Here I pass along a few items on the early history of the oil industry that I found interesting.
The first commercial oil well was completed in Pennsylvania in 1859 under the supervision of Colonel Edwin Drake. Williamson and Daum’s The American Petroleum Industry: The age of illumination, 1859-1899, p. 75 have this colorful description of how Drake earned his colonel’s eagle:
Following [Pennsylvania Rock Oil Company President James] Townsend’s instructions literally, Drake’s first act on arriving in Titusville [PA] brought him what was probably the cheapest, if not the most spurious, colonelcy ever acquired outside the state of Kentucky. Alert to the promotional value of a little showmanship to impress the local citizenry, Townsend had mailed the legal documents ahead to “Colonel” E.L. Drake in care of Brewer, Watson & Company… When Drake called for his mail, he found the townsfolk already interested in and receptive to the great man affairs in their midst, and himself adorned with a new title that would remain with him for life.

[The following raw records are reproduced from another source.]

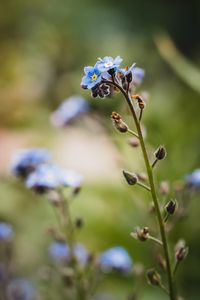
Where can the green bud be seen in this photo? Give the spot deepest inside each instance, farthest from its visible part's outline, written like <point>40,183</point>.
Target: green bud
<point>131,178</point>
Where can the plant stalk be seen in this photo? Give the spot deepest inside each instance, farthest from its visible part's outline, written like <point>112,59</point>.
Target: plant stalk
<point>153,191</point>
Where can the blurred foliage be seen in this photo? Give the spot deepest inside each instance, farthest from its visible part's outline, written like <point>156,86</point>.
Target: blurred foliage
<point>44,47</point>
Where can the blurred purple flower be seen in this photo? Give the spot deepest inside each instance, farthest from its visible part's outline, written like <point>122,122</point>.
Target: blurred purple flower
<point>193,179</point>
<point>116,258</point>
<point>59,251</point>
<point>20,289</point>
<point>50,176</point>
<point>69,110</point>
<point>6,232</point>
<point>26,160</point>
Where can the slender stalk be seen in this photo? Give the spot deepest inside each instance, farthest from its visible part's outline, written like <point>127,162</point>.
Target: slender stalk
<point>153,190</point>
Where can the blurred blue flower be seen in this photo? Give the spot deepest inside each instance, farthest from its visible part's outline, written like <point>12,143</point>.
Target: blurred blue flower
<point>20,289</point>
<point>108,63</point>
<point>50,176</point>
<point>26,160</point>
<point>92,77</point>
<point>116,258</point>
<point>69,110</point>
<point>6,232</point>
<point>193,179</point>
<point>59,251</point>
<point>43,178</point>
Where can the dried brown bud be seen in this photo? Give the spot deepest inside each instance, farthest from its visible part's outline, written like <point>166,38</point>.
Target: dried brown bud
<point>153,277</point>
<point>181,250</point>
<point>131,178</point>
<point>160,153</point>
<point>171,207</point>
<point>118,123</point>
<point>141,234</point>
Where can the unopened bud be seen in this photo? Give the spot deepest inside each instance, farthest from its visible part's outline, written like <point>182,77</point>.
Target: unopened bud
<point>133,142</point>
<point>164,188</point>
<point>79,223</point>
<point>129,77</point>
<point>118,123</point>
<point>141,234</point>
<point>181,250</point>
<point>171,207</point>
<point>131,178</point>
<point>153,277</point>
<point>160,153</point>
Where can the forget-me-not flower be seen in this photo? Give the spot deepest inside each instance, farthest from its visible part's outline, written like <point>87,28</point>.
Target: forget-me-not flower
<point>107,63</point>
<point>50,176</point>
<point>92,77</point>
<point>116,258</point>
<point>69,110</point>
<point>6,232</point>
<point>26,160</point>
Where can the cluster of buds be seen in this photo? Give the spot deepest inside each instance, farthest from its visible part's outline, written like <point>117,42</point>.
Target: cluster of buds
<point>141,234</point>
<point>118,122</point>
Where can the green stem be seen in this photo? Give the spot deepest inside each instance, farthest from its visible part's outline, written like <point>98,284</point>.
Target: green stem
<point>153,191</point>
<point>144,186</point>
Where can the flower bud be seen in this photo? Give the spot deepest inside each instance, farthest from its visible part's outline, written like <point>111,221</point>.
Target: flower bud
<point>141,234</point>
<point>153,277</point>
<point>118,123</point>
<point>131,178</point>
<point>164,188</point>
<point>171,207</point>
<point>129,77</point>
<point>181,250</point>
<point>160,153</point>
<point>133,142</point>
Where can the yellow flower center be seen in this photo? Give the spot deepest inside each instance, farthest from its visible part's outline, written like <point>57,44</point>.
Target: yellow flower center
<point>94,77</point>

Aided by more than a little luck, the colonel did strike oil, and the boom was on. For two decades the state of Pennsylvania was to be the world’s main producer of crude oil. Although production rates from the initial wells on Oil Creek dropped off quickly as the oil was taken out, these were more than replaced by other sources within the state. For example, in 1865, Pithole City, PA became a phenomenal boom town, accounting for a third of the 2.5 million barrels produced in the world that year, only to turn into a ghost town as production rates fell substantially by 1868.
Pennsylvanian production continued to increase as ever-more-productive new fields within the state were developed, reaching almost 32 million barrels in 1891. But I was interested to learn that, despite amazing improvements in technology since the nineteenth century, that was the highest annual production rate that Pennsylvania would ever achieve.
Here’s an update to the above graph with more recent data. The price increases of the 1970s and 2000s were sufficient to stimulate some increases in Pennsylvanian production. But note that the two graphs here are drawn on the same scale– we’re still under 4 million barrels per year, less than 1/8 of what the sturdy Pennsylvanians of 1891 were able to accomplish. And in 1891, by the way, oil sold for 67 cents a barrel, which corresponds to about $16 in 2009 dollars.